Summary and Contributions: the paper proposes a network that assembles man-made shapes given the set of its parts. The network is computes SE(3) transformations for each part such that the unity of all parts generates the original shape. The main insight is that the parts of a shape can be represented as a graph, enabling the use graph neural networks, but that the connectivity of should correspond to the way the parts are positioned in the shape.
Strengths: - the paper presents a novel problem, and an interesting and creative solution. - being the first, the paper also proposes interesting a non-trivial alternatives to the problem as baselines for comparison, hence justifying the choice of the approach.
Weaknesses: - the paper could still use some more justification of design choices. How does the amount of iterations? - how well does the system to different label of details? Different number of points? - Some of the parts of the system are rather naive. For example, the use of a vanilla pointNet, or the use of q for r. Many other alternatives should be considered, but I am fine with this being in future work. After reading the rebuttal and other reviews, my opinions have not changed much. I think the experiments described in the rebuttal (both that answer my questions, and those of the others) are interesting to the reader, and should be added to the final revision.
Correctness: yes
Clarity: yes
Relation to Prior Work: Some of the tree-based networks are missing, which I find to be related. For example: "GAN-Tree: An Incrementally Learned Hierarchical Generative Framework for Multi-Modal Data Distributions"
Reproducibility: Yes
Additional Feedback:
Summary and Contributions: This paper tackles the problem of generative 3D part assembly, which predicts a 6-doF part pose for each input part that assembles into a single 3D shape. The paper proposes a graph learning framework that uses an iterative graph neural network to adjust the relations between parts and infer their poses.
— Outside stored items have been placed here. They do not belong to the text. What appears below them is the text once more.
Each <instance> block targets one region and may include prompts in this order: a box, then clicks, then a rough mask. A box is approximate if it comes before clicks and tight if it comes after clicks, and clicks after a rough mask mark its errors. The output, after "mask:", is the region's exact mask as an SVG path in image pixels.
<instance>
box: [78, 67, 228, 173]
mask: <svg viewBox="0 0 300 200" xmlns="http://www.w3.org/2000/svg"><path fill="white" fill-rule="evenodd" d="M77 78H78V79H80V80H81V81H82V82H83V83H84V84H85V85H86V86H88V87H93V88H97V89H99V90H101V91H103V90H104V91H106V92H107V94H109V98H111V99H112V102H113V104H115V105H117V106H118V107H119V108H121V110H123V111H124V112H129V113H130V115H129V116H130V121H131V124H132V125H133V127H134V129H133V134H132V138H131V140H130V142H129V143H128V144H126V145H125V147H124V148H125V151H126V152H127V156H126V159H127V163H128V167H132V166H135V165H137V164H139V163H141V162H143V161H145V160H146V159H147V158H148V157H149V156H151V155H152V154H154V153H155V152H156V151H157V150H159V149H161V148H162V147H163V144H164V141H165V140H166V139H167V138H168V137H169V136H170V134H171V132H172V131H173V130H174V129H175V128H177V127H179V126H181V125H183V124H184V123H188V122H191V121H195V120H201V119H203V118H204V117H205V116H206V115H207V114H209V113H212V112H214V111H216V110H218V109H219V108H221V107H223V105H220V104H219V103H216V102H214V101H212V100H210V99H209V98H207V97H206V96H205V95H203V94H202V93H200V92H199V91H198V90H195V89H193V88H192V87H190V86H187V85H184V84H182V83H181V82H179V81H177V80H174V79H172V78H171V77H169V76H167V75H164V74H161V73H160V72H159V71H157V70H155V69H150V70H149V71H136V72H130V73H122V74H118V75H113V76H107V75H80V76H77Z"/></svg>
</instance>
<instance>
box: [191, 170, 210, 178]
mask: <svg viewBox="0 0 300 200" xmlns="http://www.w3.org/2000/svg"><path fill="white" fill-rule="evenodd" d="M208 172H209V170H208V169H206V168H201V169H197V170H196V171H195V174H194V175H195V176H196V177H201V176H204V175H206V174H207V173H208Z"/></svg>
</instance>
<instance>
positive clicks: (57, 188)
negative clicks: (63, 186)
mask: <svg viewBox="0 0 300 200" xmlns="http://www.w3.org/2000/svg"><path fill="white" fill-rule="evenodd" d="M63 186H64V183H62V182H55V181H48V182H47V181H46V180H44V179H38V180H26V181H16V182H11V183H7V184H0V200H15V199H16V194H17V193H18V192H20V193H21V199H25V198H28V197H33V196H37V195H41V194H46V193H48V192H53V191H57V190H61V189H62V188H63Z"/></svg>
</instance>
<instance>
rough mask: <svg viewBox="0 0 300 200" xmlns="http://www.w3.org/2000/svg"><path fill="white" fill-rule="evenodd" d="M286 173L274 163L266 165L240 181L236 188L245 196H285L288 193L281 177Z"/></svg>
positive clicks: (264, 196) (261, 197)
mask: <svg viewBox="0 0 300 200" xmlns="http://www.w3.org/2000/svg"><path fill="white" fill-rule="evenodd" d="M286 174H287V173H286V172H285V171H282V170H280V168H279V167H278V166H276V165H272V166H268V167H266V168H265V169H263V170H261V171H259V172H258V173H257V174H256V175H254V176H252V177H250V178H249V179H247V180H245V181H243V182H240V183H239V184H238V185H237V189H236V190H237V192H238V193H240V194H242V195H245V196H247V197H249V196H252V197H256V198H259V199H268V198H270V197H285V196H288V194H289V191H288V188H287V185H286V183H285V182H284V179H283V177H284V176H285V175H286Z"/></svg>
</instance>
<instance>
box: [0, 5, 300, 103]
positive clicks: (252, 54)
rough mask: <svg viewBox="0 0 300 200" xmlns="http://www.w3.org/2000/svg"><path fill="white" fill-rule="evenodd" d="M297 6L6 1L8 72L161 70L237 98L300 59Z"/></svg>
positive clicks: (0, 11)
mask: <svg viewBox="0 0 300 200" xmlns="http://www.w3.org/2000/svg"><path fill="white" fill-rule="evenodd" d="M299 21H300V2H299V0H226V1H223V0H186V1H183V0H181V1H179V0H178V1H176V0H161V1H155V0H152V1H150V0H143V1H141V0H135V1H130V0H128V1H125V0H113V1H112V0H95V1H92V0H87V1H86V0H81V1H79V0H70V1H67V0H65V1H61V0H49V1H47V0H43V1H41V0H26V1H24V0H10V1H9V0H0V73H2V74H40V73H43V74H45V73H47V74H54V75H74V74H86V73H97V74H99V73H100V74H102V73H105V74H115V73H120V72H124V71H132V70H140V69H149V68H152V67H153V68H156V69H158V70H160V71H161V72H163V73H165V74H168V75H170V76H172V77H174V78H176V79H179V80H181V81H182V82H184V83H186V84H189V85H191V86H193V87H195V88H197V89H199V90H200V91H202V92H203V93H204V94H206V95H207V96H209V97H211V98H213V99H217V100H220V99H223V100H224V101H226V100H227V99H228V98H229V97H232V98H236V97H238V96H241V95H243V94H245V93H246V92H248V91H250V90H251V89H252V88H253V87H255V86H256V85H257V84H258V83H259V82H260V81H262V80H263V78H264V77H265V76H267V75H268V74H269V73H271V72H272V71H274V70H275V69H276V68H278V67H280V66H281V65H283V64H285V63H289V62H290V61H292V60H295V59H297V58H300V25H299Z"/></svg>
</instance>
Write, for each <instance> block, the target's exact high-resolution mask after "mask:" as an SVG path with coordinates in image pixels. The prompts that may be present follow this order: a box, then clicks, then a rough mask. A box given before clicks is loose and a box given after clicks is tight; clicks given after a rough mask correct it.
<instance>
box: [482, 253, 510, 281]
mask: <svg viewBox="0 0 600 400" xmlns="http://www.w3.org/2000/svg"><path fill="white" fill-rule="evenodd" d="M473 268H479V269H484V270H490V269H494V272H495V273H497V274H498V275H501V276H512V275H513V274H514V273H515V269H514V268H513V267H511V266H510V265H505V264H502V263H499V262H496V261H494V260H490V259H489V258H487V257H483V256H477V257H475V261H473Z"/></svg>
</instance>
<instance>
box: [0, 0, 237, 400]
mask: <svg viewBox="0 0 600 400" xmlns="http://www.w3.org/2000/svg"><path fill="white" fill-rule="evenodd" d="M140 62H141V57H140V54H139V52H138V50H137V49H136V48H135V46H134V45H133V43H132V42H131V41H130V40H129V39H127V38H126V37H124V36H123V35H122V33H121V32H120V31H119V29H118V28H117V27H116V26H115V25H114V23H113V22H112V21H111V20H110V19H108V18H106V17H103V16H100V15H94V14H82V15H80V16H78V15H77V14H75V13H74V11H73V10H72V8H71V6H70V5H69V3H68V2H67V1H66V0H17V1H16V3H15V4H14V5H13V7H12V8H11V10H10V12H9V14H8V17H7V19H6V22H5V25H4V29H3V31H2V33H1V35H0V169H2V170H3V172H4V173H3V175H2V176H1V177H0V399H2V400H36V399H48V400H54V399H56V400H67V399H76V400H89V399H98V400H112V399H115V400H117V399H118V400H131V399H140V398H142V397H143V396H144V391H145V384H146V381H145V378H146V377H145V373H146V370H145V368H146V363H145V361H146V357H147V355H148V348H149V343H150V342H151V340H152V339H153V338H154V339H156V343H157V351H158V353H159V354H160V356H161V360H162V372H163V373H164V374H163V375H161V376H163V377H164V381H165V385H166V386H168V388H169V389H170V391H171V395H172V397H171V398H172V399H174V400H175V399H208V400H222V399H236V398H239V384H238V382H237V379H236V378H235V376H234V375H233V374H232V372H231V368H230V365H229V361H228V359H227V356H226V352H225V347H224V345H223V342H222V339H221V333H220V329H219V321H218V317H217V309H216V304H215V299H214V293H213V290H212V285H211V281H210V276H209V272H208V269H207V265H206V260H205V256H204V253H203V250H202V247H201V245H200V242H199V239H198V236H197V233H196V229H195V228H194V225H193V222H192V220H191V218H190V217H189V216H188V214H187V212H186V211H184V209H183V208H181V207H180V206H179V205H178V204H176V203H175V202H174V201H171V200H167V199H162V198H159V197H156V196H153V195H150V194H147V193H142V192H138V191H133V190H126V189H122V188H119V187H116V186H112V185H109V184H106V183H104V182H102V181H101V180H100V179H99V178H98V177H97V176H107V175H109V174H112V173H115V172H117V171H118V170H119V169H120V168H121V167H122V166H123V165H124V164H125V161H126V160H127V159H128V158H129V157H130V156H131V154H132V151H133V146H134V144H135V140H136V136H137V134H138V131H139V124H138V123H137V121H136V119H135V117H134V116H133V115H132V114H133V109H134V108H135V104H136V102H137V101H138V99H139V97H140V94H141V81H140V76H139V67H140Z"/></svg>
Strengths: + The task is meaningful but it is also relatively under-investigated in the 3D community. + The method is well motivated. Predicting the spatial relationships between object parts by graph inference is a natural idea. + The experimental results look promising, although some results need to be clarified/discussed more.
Weaknesses: My biggest concern is the part aggregation module: - I'm not sure if max-pooling is the best way to aggregate the node attributes among the parts into a single node. If we want to captuer the commonalities between different nodes, wouldn't average pooling be more appropriate? Some comparison is probably needed. - How should we interprete the relation between an aggregated part and the other parts? - In the ablation study, is "Our backbone w. relation reasoning" the model with aggregation module? - It would be great if the authors could discuss more about the results in Figure 3. First, the relations look inconsistent. For example, seat is strongly related to back while back is least related to seat; arm is most related to leg but leg is hardly related to arm. Second, why is leg most related to leg, given that they are not connected? Is it the effect of the aggregation module?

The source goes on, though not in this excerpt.